It is also known to employ non-negative matrix factorisation (NMF) to distinguish between speakers. In broad terms this works by learning a dictionary of spectra for each speaker. However whilst this can distinguish between characteristically different voices, such as male and female speakers, it has difficulty with finer distinctions. In addition this approach can introduce substantial latency into the processed signal, making it unsuitable for real time use and thus unsuitable, for example, to assist in listening to a conversation.
Accordingly there is a need for improved techniques for blind source separation. There is a further need for better techniques for assisting listeners with hearing loss.

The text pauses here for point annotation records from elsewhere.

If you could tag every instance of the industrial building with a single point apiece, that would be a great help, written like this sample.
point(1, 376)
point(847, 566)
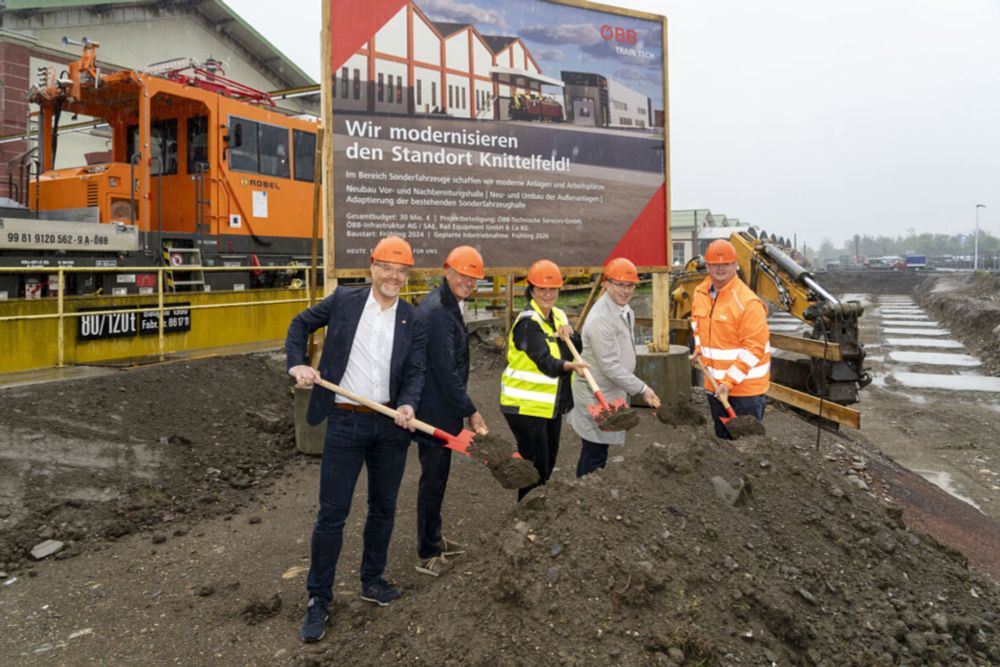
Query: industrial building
point(132, 34)
point(413, 65)
point(598, 101)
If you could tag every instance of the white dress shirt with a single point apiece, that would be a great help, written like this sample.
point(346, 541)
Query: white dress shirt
point(367, 372)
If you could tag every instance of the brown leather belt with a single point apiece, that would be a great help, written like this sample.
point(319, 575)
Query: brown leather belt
point(350, 407)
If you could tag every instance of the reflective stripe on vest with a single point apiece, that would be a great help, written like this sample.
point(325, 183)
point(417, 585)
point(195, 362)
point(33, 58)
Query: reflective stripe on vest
point(522, 385)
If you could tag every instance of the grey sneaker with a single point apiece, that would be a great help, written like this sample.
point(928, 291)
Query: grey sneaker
point(435, 566)
point(314, 625)
point(380, 591)
point(450, 548)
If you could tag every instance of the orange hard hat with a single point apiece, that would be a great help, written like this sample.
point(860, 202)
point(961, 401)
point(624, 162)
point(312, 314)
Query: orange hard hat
point(466, 260)
point(545, 273)
point(393, 249)
point(720, 251)
point(622, 270)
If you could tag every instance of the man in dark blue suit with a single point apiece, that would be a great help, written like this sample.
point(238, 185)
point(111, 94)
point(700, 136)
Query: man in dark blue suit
point(445, 402)
point(375, 347)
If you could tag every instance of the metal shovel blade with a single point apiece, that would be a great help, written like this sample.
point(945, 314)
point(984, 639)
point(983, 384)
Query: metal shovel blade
point(616, 416)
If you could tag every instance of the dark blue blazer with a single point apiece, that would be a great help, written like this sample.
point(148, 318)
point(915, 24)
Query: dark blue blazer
point(340, 313)
point(445, 402)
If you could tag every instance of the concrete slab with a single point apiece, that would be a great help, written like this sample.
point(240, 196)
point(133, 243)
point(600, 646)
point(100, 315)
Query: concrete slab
point(935, 359)
point(924, 342)
point(903, 331)
point(909, 323)
point(949, 382)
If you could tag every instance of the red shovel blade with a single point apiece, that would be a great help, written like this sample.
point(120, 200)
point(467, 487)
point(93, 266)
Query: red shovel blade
point(460, 443)
point(603, 409)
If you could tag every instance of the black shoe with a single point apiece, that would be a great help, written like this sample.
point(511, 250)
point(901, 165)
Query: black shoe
point(380, 591)
point(314, 625)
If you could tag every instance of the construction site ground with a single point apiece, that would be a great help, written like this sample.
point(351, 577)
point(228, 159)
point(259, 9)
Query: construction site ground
point(185, 514)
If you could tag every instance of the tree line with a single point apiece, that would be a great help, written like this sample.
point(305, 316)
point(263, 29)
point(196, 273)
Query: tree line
point(932, 245)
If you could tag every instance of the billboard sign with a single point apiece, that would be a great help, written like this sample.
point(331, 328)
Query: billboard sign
point(525, 128)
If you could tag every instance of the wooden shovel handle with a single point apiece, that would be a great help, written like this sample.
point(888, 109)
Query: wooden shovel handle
point(586, 371)
point(715, 385)
point(377, 407)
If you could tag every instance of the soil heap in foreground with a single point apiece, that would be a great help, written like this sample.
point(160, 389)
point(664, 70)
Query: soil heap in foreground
point(693, 552)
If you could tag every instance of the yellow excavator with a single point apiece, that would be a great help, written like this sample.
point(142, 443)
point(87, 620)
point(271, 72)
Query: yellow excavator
point(820, 373)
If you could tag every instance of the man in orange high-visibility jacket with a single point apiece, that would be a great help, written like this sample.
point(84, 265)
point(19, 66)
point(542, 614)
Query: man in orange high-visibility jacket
point(729, 323)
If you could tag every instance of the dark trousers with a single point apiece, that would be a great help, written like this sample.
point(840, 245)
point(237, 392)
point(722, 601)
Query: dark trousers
point(435, 464)
point(537, 441)
point(354, 440)
point(593, 456)
point(742, 405)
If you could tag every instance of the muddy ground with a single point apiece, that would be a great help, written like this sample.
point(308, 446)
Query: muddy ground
point(186, 512)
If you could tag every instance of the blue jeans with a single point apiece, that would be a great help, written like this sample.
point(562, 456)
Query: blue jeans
point(435, 464)
point(742, 405)
point(593, 456)
point(354, 440)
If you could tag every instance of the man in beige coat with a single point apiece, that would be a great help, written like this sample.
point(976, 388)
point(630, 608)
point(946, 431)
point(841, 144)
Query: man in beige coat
point(609, 350)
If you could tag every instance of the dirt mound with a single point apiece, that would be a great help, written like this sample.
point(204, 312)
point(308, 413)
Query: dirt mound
point(969, 306)
point(155, 448)
point(695, 552)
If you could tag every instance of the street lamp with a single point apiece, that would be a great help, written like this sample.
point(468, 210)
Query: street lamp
point(975, 252)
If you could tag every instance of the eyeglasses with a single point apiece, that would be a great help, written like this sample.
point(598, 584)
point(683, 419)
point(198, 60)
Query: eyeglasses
point(400, 271)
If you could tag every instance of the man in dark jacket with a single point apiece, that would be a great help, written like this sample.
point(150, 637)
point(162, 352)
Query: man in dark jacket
point(375, 347)
point(445, 402)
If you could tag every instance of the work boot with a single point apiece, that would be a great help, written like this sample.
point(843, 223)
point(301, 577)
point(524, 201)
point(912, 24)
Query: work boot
point(450, 548)
point(314, 625)
point(434, 566)
point(380, 591)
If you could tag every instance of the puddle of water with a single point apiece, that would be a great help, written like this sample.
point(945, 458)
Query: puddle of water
point(902, 331)
point(924, 342)
point(949, 382)
point(934, 358)
point(943, 481)
point(909, 323)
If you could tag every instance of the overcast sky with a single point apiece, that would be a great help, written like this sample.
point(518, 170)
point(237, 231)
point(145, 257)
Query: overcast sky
point(821, 119)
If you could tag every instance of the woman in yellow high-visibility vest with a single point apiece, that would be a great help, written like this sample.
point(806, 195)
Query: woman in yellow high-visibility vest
point(535, 387)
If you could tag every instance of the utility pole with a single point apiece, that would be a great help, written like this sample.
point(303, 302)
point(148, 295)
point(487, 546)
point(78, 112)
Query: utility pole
point(975, 252)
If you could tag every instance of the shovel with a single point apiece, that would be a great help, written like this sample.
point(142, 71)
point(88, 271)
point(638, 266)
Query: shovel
point(715, 389)
point(613, 416)
point(745, 425)
point(460, 443)
point(512, 473)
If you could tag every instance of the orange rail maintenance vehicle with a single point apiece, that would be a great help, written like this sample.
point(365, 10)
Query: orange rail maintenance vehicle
point(202, 172)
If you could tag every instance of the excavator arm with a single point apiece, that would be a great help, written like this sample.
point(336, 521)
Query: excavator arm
point(824, 367)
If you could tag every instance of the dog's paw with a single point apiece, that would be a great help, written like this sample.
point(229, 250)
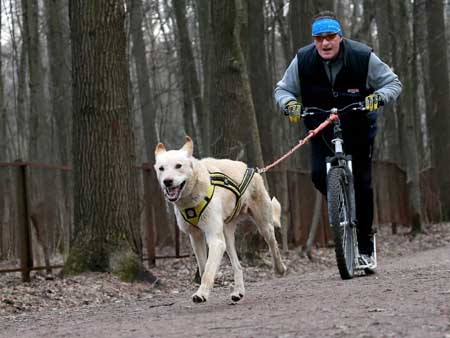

According to the present invention there is therefore provided a method of blind source separation, the method comprising: inputting acoustic data from a plurality of acoustic sensors, said acoustic data comprising acoustic signals combined from a plurality of acoustic sources; converting said acoustic data to time-frequency domain data, wherein said time-frequency domain data is represented by an observation matrix Xf for each of a plurality of frequencies f; performing an independent component analysis (ICA) on said observation matrix Xf to determine a demixing matrix Wf for each said frequency such that an estimate Yf of the acoustic signals from said source at said frequencies f is determined by Xf Wf; wherein said ICA is performed based on an estimation of a spectrogram of each said acoustic source; wherein said spectrogram of each said acoustic source is determined from a model of the corresponding acoustic source, the model representing time-frequency variations in a signal output of the acoustic source in the time-frequency domain.
In broad terms embodiments of the method employ a model that captures variations in both time and frequency (across multiple frequency bands), and then the independent component analysis effectively learns a decomposition which fits this model, for each source aiming to fit a spectrogram of the source. In this way the inter-frequency permutations of the demixing matrix are automatically resolved. Preferred embodiments of the model represent the behaviour of an acoustic source in statistical terms.
In principle the acoustic source model may be any representation which spans multiple frequencies (noting that the model may, for example, define that some frequencies have zero power). For example PCA (principle component analysis) or SVD (singular value decomposition) may be employed. However it is particularly advantageous to use an NMF model as this better corresponds to the physical process of adding together sounds. In principle a single component NMF model could be used, but preferably the NMF model has two or more components.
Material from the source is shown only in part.